The website might have been rebooted, but everything is not working 100% yet. So far, it is running on Kubernetes hosted by Talos Linux in a 3-node cluster. The cluster is using distributed file storage backed by the Piraeus Operator, running in an IPv6-only environment using Cilium CNI with Gateway API enabled. Backups are running using a combination of Velero and a local self-hosted MinIO.

Outstanding Issues

There are still a couple of issues to resolve:

  1. DNS64/NAT64

    • CoreDNS sometimes still gives out A records instead of DNS64 synthesized DNS records.
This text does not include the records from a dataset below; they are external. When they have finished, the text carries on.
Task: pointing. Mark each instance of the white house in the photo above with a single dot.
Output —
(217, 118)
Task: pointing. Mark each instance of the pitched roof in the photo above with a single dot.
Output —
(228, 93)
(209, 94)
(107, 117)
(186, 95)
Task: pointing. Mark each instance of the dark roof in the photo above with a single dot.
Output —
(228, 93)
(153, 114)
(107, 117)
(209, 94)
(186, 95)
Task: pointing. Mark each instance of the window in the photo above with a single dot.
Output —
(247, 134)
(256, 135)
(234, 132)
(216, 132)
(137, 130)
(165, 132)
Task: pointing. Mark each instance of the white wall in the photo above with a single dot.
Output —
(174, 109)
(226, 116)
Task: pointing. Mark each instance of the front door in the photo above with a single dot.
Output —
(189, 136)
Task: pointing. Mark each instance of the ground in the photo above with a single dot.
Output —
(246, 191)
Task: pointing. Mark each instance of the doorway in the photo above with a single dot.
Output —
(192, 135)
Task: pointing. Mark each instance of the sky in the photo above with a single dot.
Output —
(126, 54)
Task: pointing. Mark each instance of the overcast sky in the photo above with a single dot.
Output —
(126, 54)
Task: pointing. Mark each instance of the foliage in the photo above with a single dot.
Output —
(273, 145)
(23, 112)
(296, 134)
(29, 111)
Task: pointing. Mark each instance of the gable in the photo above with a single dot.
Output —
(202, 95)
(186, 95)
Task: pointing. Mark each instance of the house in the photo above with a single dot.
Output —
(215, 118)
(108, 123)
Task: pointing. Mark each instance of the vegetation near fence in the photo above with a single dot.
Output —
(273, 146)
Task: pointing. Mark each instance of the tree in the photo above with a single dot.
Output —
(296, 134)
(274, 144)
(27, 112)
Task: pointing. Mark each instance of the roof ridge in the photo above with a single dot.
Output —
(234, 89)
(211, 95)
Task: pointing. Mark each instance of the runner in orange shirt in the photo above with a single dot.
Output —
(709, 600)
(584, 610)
As a result, some images fail to pull if they come from repositories with IPv4-only records.
  2. IaC Deployment - Mostly Complete

    • There is a mix of Terraform, Helm, Kustomize, and ArgoCD. The homelab repo needs some cleanup and consolidation to streamline the deployment process.
  3. Virtualized Compute

    • Currently, Talos Linux is running in VMs inside of Proxmox. Next steps include replacing Proxmox with bare-metal Talos Linux and looking into KubeVirt for any remaining virtualized workloads.
  4. IPv4 Accessibility

    • Using Cloudflare’s proxy to serve IPv4-only clients from the IPv6-only ingress. This works but adds complexity and an external dependency when using anything but standard HTTP/HTTPS connections.

The Good News

But there is good news! We do have a full-stack Kubernetes cluster running. Backups have been tested, and my Immich app has been successfully restored (full documentation still needed).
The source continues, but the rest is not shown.